Price v. Humana. A RICO (Racketeering Influenced and Corrupt Organizations Act) claim that Humana influenced decisions concerning “medical necessity,” by providing incentives to physicians to deny coverage. Chipps v. Humana. Humana accused of discontinuing coverage for family’s four-year old daughter, Caitlyn, whom was receiving extensive therapy treatment for cerebral palsy. Humana was found guilty on several counts for withholding information related to the case. Texas Attorney General.
Sued Humana and five other HMO’s for allegedly “penalizing doctors who do not limit patients’ medical care and illegally compensating those who did. ” As further indication of Humana’s lack of interest in patient’s needs, the company decided to divest non-profitable Medicare operations, due to “government reimbursement inadequacies for the Medicare+Choice HMO product. ” While one would struggle to argue that any for profit entity would survive not covering its costs, dropping patients in lieu of profits may lack ethical standing.

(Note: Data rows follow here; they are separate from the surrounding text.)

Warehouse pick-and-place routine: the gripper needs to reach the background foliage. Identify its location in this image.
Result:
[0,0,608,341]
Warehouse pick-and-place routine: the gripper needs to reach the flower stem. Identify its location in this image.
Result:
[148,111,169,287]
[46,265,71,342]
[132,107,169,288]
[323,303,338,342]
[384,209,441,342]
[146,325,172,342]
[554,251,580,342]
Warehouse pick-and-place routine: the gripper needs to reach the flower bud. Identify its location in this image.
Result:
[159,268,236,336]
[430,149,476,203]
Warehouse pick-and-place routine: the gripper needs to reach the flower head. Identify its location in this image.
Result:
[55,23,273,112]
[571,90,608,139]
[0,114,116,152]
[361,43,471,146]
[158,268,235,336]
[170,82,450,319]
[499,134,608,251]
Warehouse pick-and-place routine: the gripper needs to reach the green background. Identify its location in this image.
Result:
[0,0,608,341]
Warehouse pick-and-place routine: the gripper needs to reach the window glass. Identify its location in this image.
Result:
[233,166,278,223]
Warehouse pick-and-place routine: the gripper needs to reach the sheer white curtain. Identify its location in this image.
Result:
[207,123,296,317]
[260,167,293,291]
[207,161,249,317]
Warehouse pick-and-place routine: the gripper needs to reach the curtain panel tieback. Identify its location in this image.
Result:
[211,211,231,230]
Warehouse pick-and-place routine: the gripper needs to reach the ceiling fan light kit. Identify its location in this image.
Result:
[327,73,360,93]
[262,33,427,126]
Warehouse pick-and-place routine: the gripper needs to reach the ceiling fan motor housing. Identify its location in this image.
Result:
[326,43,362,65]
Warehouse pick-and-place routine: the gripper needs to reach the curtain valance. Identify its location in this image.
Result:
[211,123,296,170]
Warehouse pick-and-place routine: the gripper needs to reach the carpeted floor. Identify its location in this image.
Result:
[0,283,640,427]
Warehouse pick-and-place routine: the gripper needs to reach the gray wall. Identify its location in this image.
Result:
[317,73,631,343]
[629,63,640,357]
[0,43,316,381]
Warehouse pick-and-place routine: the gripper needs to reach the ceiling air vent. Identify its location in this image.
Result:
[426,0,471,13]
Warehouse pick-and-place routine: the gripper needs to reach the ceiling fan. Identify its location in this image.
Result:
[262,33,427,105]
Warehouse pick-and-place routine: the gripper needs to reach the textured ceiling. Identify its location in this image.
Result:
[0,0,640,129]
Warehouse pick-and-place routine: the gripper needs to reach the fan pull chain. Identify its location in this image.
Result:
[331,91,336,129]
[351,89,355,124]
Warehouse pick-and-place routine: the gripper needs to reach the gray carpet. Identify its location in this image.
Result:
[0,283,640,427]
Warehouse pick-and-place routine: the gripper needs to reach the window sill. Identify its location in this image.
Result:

While denying coverage to patients, like Caitlyn, and engaging in price reduction schemes that are not only unethical, but quite possibly illegal, Humana finds no problem paying its Chairman of the Board $4. 5 million and its President and CEO, $3 Million. The charitable wing of the Humana organization was founded to “support charitable organizations and institutions that promote education, health and human services, community development and the arts. ” While the group believes that these endeavors are indeed noble, Humana can not make up for a poor ethical foundation by throwing money at the problem.